Out Of This World: Science Fiction But Not As You Know It, British Library, review - Telegraph

This is awesome, you should go:

The British Library’s latest exhibition, Out Of This World: Science Fiction But Not As You Know It, challenges the notion that sci-fi is restricted to fanboys. In displaying an extraordinary number of seminal and unexpected texts it reminds us that pigeon-holing this fiction is both incorrect and a shame. Fiction is fantasy in its very nature, science fiction just takes it a little further off-piste. Plus, authors such as HG Wells, George Orwell, Margaret Atwood, Kazuo Ishiguro and JG Ballard have been key players in the genre. Rule out sci-fi and you rule out their work.

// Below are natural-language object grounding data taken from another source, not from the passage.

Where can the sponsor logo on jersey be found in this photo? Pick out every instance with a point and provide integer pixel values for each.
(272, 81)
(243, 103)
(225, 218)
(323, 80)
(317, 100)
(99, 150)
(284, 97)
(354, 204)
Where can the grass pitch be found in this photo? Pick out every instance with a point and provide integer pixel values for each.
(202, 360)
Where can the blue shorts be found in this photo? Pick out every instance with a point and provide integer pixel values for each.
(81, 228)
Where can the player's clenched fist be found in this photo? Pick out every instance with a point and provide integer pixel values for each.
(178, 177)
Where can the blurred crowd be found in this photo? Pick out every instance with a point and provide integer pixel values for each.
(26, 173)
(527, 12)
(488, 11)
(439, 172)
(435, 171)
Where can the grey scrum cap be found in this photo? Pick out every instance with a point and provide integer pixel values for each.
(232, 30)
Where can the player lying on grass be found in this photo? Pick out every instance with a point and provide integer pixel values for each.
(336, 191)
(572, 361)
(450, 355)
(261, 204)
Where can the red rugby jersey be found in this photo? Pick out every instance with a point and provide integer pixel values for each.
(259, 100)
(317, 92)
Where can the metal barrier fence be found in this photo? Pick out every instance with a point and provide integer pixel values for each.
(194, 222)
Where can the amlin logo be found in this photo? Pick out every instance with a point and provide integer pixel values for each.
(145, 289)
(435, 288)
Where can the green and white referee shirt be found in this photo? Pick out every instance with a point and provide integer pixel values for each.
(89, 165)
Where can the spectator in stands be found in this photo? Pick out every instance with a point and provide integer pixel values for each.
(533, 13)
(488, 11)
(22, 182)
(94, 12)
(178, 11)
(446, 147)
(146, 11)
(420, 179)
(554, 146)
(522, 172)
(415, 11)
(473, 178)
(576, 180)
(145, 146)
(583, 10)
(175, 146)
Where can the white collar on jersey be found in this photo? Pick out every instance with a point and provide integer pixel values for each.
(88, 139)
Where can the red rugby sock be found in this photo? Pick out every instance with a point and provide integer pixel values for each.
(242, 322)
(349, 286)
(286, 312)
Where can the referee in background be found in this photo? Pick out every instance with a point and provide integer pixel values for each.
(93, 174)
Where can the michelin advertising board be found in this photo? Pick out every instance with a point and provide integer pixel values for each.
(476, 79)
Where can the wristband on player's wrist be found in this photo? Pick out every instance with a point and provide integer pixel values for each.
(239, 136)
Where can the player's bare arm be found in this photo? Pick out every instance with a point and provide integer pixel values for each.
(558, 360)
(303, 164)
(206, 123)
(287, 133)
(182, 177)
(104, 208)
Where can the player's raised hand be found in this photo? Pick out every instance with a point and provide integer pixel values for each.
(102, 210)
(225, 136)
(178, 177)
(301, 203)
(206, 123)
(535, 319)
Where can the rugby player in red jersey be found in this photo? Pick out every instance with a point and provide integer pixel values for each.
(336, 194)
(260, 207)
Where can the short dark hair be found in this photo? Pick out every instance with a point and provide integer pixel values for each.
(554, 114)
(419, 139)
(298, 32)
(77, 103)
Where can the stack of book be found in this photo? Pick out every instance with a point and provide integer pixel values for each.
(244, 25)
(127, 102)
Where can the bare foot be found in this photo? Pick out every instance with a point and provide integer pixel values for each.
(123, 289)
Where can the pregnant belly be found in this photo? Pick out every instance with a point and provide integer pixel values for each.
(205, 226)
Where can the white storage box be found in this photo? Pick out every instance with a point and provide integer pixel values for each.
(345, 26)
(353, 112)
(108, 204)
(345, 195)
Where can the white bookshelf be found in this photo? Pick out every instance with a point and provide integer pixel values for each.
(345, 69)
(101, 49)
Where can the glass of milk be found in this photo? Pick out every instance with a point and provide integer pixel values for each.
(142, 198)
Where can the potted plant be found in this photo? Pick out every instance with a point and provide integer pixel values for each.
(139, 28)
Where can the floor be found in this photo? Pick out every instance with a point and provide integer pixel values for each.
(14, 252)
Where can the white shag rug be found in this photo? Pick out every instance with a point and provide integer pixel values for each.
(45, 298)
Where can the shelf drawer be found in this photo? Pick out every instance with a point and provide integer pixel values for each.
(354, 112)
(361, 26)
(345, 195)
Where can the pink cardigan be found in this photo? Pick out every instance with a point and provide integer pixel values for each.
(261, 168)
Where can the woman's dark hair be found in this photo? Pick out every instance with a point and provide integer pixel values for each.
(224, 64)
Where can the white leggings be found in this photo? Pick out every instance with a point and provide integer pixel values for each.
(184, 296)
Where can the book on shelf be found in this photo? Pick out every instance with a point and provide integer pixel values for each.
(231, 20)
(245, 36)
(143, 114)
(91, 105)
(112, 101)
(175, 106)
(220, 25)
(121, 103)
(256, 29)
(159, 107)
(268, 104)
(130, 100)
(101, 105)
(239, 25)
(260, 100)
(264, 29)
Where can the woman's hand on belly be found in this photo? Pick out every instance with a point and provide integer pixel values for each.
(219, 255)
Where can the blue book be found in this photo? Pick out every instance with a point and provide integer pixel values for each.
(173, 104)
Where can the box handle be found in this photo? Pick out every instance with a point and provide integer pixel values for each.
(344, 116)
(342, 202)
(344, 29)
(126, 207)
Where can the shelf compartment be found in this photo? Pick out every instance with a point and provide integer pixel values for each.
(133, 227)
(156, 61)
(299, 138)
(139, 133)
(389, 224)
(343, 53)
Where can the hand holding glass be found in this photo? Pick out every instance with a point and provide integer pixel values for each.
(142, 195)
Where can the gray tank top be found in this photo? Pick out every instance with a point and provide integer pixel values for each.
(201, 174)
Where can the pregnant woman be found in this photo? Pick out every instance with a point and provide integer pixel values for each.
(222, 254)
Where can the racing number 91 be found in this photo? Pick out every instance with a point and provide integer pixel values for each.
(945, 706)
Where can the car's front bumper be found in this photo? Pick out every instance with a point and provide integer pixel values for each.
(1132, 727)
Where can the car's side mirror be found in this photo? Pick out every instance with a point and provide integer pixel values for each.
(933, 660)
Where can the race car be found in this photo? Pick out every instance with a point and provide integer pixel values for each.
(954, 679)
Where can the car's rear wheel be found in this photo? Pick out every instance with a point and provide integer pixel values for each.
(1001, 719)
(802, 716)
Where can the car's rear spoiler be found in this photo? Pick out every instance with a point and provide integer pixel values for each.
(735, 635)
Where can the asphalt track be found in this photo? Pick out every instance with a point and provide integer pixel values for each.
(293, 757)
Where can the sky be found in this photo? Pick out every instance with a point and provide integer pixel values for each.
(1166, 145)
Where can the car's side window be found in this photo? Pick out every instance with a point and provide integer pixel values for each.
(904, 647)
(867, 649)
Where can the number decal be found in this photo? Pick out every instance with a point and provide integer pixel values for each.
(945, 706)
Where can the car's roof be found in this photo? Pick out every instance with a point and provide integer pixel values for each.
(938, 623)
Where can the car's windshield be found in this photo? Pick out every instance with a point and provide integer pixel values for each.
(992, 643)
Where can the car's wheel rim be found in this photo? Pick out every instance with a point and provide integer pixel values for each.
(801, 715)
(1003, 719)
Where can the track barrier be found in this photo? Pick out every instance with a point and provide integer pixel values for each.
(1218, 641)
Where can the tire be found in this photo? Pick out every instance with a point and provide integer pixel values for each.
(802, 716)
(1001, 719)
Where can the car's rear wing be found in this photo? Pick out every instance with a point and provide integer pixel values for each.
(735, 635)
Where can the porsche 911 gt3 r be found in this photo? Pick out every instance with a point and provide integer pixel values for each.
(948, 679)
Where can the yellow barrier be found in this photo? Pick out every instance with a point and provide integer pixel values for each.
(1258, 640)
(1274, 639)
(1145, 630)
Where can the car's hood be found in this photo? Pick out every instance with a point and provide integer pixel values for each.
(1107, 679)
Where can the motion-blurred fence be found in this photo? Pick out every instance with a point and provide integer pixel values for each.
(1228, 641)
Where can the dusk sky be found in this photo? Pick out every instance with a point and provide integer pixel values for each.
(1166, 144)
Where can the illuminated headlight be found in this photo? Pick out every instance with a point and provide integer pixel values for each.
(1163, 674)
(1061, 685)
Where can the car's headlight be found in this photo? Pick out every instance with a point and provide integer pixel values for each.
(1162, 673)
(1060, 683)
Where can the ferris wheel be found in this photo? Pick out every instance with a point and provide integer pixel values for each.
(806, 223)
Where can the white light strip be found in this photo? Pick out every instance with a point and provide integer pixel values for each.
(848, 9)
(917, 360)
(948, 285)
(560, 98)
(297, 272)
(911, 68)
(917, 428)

There’s lots to savour and enjoy here - original manuscripts, archive audio and videos, full-size martian tripod sculptures. Definitely worth a visit.

St Ali - Farringdon EC1M - Restaurant Review - Time Out London

Mmmmmm, coffee:

It seems that no new coffee house can appear without the words ‘Aussie’ or ‘Kiwi’ arriving in the same breath. But with an opening like St Ali, it’s impossible to ignore. Yes, it is Australian, but it’s a sister branch of an esteemed coffee-focused café established in Melbourne 11 years ago. That the owners chose to open their second branch more than 10,000 miles away in London demands a mention, and says a lot about the way Antipodeans, with their radical ideas on café culture (friendly service, good food, good coffee) view the current possibilities in our city.

I paid a visit yesterday, was most impressed.